Decided On March 29, 1984
HARCHAND SINGH Appellant
V/S
STATE OF PUNJAB Respondents

JUDGEMENT

(1.) Harchand Singh and Surinder Singh appellants have by way of this appeal challenged the order of the Sessions Judge, Ropar, dated 18th August, 1983, convicting and sentencing them to three years, rigorous imprisonment and a fine of Rs. 500 each, in default further two months imprisonment each, under section 7 of the Essential Commodities Act.

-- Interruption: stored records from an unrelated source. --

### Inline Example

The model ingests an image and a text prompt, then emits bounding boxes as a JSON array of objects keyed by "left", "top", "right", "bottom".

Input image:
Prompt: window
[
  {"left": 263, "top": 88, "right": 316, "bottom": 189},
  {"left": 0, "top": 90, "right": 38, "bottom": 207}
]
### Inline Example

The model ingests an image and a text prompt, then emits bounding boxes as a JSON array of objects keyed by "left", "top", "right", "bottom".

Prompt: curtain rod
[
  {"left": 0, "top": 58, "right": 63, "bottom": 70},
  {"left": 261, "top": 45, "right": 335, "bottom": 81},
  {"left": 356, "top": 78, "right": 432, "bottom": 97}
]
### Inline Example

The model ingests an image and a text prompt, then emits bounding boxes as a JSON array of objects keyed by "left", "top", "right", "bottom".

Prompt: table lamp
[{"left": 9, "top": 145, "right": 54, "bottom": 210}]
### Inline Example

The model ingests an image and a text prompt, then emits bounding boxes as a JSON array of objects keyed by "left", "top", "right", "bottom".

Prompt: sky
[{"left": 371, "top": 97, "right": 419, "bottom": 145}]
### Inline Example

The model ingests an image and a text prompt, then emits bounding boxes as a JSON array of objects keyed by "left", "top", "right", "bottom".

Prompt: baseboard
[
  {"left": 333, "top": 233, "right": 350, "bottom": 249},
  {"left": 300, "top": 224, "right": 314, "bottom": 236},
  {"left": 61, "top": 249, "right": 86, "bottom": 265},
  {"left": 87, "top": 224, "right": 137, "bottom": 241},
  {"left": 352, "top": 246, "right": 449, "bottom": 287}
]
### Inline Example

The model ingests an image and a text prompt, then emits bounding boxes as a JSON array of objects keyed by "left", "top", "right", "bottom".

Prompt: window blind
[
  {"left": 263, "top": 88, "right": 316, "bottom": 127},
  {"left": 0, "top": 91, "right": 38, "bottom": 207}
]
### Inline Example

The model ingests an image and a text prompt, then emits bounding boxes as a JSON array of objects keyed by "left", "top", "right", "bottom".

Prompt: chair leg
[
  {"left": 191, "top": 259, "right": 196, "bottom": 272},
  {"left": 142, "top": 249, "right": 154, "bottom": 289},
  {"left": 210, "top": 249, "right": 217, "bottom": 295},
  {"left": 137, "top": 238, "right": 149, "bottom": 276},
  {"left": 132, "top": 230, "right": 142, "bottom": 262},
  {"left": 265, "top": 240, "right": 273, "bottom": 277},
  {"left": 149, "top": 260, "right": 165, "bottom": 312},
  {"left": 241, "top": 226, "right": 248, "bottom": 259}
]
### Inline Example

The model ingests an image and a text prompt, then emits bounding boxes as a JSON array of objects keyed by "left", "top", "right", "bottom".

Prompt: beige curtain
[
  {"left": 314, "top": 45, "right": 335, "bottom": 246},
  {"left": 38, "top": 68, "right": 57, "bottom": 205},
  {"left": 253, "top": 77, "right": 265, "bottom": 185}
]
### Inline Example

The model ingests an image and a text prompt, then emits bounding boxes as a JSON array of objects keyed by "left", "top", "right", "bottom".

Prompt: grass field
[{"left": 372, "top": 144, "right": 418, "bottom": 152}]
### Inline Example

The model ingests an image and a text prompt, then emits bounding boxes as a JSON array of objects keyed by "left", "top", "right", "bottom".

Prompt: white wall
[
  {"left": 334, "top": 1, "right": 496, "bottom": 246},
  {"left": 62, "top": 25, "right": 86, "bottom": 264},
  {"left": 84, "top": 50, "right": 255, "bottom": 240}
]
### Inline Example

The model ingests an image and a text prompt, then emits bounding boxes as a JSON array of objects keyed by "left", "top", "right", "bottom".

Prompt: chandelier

(2.) On the intervening night of 18th and 19th November, 1982, at about 3 a.m. Piara Singh Head Constable PW 2, Karam Chand Sub-Inspector of Food and Supplies Department PW 1 with the help of other police official had arranged a nakabandi at Sohana barrier when truck No. PBW 356 came from the side of village Landhran. A signal with a torch was given to the driver to stop the truck but the driver did not obey the signal. The truck was being driven by Harchand Singh appellant and Surinder Singh appellant was sitting by his side. The nakabandi party chased the truck in Government jeep and the truck was consequently made to stop about 2-1/2 km from where the Union Territory of Chandigarh starts. The truck was proceeding towards the Union Territory of Chandigarh. It was carrying 70 bags of paddy and some loose paddy. The whole of the paddy weighed 125 quintals. Neither of the appellants was in a position to show any permit to the nakabandi party. The truck was taken into possession vide memo Exhibit PA. Both the appellants were arrested and formal first information report Exhibit PB/1 was registered at Police Station, Mubarikpur. Since vide notification No GSR 92/CA/55. 5-3/81, dated 22nd October, 1981, paddy was declared as an essential commodity and the movement of the same outside Punjab from the State of Punjab was an offence, the appellants were challaned and convicted as stated above.

(3.) Admittedly, the truck was apprehended at a short distance from the boundary of the Union Territory, Chandigarh. The question which therefore, calls for determination is as to whether the presence of the truck at a short distance from the Union Territory, Chandigarh, would amount to an attempt to commit an offence. There is a thin line between preparation for an offence and an attempt to commit an offence. It has to be decided on the facts and circumstances of each case whether the act would amount to a mere preparation to commit an offence or would be termed as an attempt to commit an offence. The appellants would have changed their mind at any place short of the boundary of the Union Territory, Chandigarh. So, in this situation, it cannot be said that it was an attempt to commit an offence. Mr. S.K. Pipat, learned counsel for the appellants, has placed reliance on a Single Bench authority of this Court Mohinder Singh and another v. State of Haryana, 1983 1 CurLR 76, wherein in a similar situation it was held that the act of the accused did not amount to an attempt since an option was with them to change their mind before the offence was committed. Apart from this, defence taken up by the appellants was that they wanted to go to Kharar. That being part of the Punjab State, I think that the defence itself is plausible and there is nothing to suggest that the defence plea was incorrect. Consequently, I am of the view that the case against the appellants does not stand proved beyond reasonable doubt. I give the appellants the benefit of doubt and acquit them of the charge against them. The fine, if paid, would be returned to the appellants. Order accordingly.